Edilizia

27 Giugno 2022

Abusi edilizi e responsabilità del proprietario dell’immobile

Con sentenza 932/2022 dello scorso 3 giugno, il Tar Puglia ha confermato il principio secondo il quale la responsabilità di un abuso edilizio resta in capo al proprietario, anche se esso non coincide con l’autore dell’illecito stesso.

Nella pronuncia si sottolinea che “è “responsabile dell’abuso” non solamente chi ha posto in essere materialmente la violazione contestata, ma anche colui che è subentrato nella titolarità del bene, in modo da potersi avvalere nel tempo successivo alla realizzazione dell’utilità derivante dal bene stesso senza titolo, e che perciò, avendo la disponibilità materiale di detto bene, non è esentato dal dovere di ripristino dello stato dei luoghi, pur senza essere l’autore materiale dell’abuso preesistente“.

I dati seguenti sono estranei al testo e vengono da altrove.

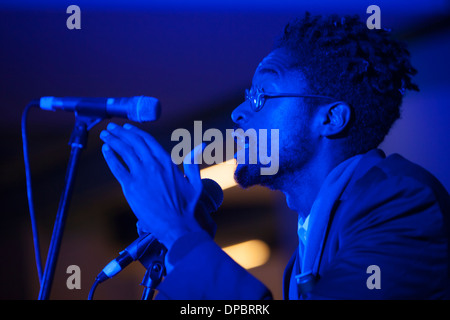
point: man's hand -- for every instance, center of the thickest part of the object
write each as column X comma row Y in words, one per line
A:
column 161, row 197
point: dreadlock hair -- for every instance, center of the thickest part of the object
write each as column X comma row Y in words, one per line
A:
column 341, row 58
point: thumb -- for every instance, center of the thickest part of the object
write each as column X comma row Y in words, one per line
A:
column 192, row 168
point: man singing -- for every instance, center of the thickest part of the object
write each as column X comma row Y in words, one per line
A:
column 333, row 88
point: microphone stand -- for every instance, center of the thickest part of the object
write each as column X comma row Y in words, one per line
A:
column 77, row 142
column 153, row 261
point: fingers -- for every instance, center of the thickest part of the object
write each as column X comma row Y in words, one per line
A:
column 129, row 143
column 122, row 148
column 114, row 164
column 155, row 148
column 133, row 140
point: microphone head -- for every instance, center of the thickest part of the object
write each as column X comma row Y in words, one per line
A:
column 212, row 195
column 143, row 109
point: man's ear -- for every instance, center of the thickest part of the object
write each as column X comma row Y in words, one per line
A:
column 335, row 119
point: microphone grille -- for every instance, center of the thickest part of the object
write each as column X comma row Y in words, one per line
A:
column 212, row 195
column 144, row 109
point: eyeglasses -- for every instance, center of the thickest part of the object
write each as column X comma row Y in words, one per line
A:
column 257, row 97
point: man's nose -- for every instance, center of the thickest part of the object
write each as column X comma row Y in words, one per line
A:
column 241, row 114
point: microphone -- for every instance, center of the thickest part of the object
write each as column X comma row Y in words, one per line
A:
column 138, row 109
column 210, row 200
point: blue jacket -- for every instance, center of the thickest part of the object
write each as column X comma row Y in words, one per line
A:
column 393, row 214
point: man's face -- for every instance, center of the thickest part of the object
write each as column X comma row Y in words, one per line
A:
column 288, row 115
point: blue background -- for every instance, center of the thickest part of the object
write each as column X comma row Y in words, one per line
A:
column 197, row 57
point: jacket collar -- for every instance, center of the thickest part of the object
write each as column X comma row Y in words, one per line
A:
column 369, row 160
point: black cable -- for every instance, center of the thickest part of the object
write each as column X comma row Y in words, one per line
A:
column 37, row 251
column 94, row 286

Nel caso di specie, era stata emanata un’ordinanza di demolizione per una serie di abusi relativi a dei piccoli edifici, una recinizione di 2 metri con cancello, una tettoia) ma, essendo presenti queste opere già diversi anni prima del passaggio di proprietà, secondo gli attuali proprietari l’ordine di demolizione avrebbe dovuto essere impartito solo nei confronti del vecchio proprietario.

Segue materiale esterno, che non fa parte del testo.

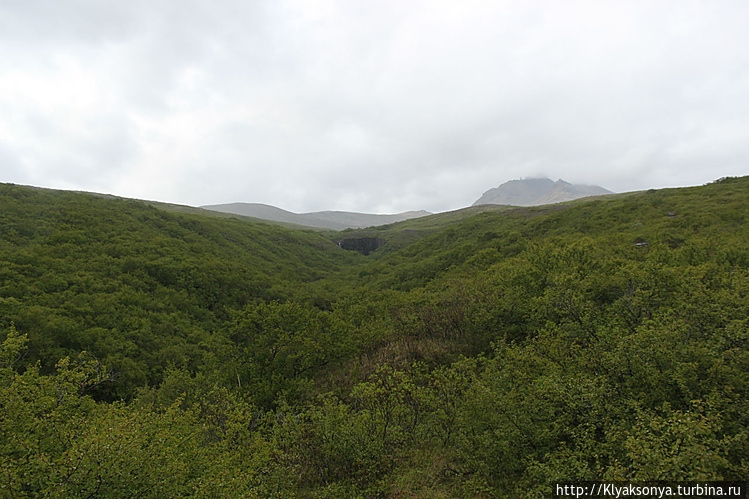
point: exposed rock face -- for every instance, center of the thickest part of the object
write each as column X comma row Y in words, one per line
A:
column 538, row 191
column 364, row 245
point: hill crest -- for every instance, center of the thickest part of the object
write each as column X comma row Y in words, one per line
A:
column 537, row 192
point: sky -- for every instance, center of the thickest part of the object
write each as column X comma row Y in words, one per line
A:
column 370, row 106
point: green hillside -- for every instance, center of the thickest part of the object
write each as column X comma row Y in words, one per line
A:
column 478, row 353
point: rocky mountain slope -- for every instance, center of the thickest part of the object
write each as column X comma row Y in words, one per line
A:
column 537, row 192
column 336, row 220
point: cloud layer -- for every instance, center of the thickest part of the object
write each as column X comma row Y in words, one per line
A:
column 369, row 106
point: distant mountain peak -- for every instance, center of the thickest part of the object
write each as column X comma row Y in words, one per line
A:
column 538, row 191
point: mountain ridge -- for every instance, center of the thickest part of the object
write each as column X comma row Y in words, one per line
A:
column 328, row 219
column 537, row 192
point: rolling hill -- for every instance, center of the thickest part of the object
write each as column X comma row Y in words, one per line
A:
column 335, row 220
column 487, row 352
column 538, row 191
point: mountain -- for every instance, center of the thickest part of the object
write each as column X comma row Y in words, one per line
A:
column 537, row 192
column 149, row 351
column 336, row 220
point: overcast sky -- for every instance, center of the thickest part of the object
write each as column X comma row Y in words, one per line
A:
column 373, row 106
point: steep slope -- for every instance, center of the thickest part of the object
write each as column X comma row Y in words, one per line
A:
column 335, row 220
column 140, row 287
column 538, row 191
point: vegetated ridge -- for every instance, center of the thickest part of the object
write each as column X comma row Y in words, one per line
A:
column 336, row 220
column 488, row 352
column 538, row 191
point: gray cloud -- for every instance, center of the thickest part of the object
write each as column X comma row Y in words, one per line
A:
column 385, row 106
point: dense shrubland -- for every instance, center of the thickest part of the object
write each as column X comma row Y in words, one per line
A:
column 155, row 354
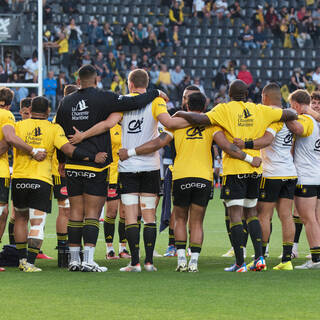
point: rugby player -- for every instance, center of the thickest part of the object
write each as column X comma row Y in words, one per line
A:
column 240, row 185
column 31, row 180
column 192, row 179
column 87, row 182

Per il Tar non può essere così, perchè:

  • l’abuso edilizio dà luogo a un’alterazione permanente dell’ordine urbanistico, laddove l’ordinanza di demolizione ha lo scopo di ripristinare l’ordine stesso, a prescindere dall’individuazione dell’autore dell’abuso (C.d.S., Sez. VI, n. 4880/2015 cit.; cfr., altresì, Sez. IV, 12 aprile 2011, n. 2266, secondo cui l’ordinanza di demolizione di opere abusive realizzare su terreno demaniale va rivolto nei confronti di chi abbia la disponibilità dell’opera, indipendentemente dal fatto che l’abbia concretamente realizzata, rilevando tale circostanza sotto il profilo della responsabilità penale, ma non ai fini della legittimità dell’ordine di demolizione)
  • colui che ha la disponibilità del manufatto abusivo e lo utilizza, pur non avendolo materialmente realizzato, va qualificato come “responsabile dell’abuso” anche sotto il profilo dell’elemento soggettivo, poiché non solo non pone fine alla descritta situazione di violazione, con effetti permanenti, della disciplina urbanistico-edilizia, ma anzi trae vantaggio dalla violazione stessa, sfruttandola a proprio beneficio.

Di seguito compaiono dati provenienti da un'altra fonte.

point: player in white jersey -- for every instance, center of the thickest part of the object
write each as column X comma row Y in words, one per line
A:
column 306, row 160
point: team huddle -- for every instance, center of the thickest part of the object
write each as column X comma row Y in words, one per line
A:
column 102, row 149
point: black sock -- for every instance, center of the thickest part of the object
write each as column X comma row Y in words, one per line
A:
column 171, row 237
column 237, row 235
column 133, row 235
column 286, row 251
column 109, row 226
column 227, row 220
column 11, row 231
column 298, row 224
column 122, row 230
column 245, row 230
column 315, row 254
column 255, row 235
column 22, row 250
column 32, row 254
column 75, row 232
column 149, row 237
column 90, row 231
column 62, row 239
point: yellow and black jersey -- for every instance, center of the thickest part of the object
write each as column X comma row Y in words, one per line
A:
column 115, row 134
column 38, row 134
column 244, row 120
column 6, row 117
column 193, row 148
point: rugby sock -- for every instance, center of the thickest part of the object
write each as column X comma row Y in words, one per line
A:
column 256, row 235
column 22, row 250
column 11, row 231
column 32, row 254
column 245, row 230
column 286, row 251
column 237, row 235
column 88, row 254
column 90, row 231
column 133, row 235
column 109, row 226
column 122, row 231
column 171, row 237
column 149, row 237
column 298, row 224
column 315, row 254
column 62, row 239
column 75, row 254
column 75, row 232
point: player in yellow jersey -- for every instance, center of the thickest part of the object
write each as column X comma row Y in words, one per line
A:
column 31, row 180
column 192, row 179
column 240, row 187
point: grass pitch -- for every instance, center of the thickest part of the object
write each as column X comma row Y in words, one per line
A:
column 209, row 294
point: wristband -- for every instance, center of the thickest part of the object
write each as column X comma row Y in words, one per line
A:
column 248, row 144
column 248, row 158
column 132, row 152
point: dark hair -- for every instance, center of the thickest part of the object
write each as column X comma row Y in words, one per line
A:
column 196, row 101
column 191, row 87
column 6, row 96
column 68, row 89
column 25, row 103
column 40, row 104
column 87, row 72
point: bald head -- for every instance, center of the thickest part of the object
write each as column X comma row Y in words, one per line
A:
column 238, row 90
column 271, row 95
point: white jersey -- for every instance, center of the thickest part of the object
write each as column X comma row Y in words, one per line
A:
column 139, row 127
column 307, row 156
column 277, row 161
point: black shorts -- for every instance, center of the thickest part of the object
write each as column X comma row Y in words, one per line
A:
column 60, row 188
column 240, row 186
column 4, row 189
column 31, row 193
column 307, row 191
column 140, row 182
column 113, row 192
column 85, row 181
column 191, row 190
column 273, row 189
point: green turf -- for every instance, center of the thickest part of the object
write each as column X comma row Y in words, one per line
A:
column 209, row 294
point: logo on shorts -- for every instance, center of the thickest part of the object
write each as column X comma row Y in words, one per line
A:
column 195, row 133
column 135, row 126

Del resto, ragionando diversamente si giungerebbe a conclusioni contrarie alla ratio normativa, nel senso che basterebbe il passaggio del bene ad altro soggetto per eludere la regola che impone il ripristino dello stato dei luoghi, con il risultato paradossale – certamente contrario alla ratio legis – di consentire l’immunità delle opere da eventuali misure ripristinatorie (e dunque di fatto sanate) per effetto della mera alienazione da parte di colui che le ha realizzate (cfr. C.d.S., Sez. VI, n. 4880/2015, cit.).